従来、駐在員の多くが、PMEに該当するか非管理職で月給4,500ドル以上に該当しておりシンガポール雇用法全般について適用除外となることがほとんどでした。外国人駐在員はシンガポール雇用法は適用除外とするという規定はないため、駐在員たるPMEにも改正法の適用が及ぶこととなります。

日本からシンガポール拠点への出向者の場合、日本での労務契約・福利厚生条件がそのままで適用されて、シンガポールでの個別の労働契約・条件が特に定められていない場合も多くあります。例えば、日本の労働基準では、完全有給の外来疾病休暇が年14日間(入院は60日)も与えられていないことがほとんどですが、このままの基準をシンガポールで適用し続けた場合は改正後のシンガポール基準に適合しないことになります。

シンガポール人PMEや永住権をもつ外国人PMEを雇用している日系企業は大多数です。ローカルPME従業員との間の既存の雇用契約が、改正後の基準を満たすかどうかは確認しておくべきです。例えば、法定休暇の「日数」に限ってみると、当地では極めて標準的ですのでこれを改定しなければならない会社は多くないと思われますが、併せて、他の休暇関連規定、例えば、退職時(懲戒解雇除く)の未消化有給の買取り義務、有給給与の日割りレート計算(グロスレートでなければならない)の規定などは標準的とまではいえません。改正後は、これらの関連規定も含めて雇用法への適合性を満たさなければなりません。

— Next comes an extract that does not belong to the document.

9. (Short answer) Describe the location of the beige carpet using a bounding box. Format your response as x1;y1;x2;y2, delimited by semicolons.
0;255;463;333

他の注意点としては手続き面です。契約書面の改定にとどまらず、実際の休暇申請や承認手続が明確かつ実行可能なことも確認すべきです。例えば、改正法では短期の疾病休暇の取得にも医師の証明書を要する規定があり、改正後駐在員やPMEに対しても適用されます。外来の診断書取得は日本では一般的でなく、駐在員には周知が必要です。また、医師の証明書取得に必要な診察費用は雇用主に負担義務がある規定もPMEに適用が拡張されますが、会社指定医のリストの整備、診察費用の限度額や請求方法、誰に申請し承認されるべきかなど、社内での具体的な規定や手続き方法についても具体的かつ明白に定めておかなければ管理に支障をきたす可能性があります。不明確な規定や規定の不備が誤解を招いて現場の混乱を生じさせたり、診察費用請求が従業員に悪用されるなどの問題ともなりえます。

上記を含め、雇用法適用対象者がPMEにも拡充されたことに対する企業の対応としては、改正法の下で雇用契約が改正法の最低基準を満たすことの確認(場合によっては雇用契約や就業規則等の改定が必要)に加え、実務的な労務管理手続を整備することも要請されます。違反に対しては罰則も科されます。改正法草案は2018年10月2日付で提出されており、国会承認を経て施行は2019年4月頃に予定されています。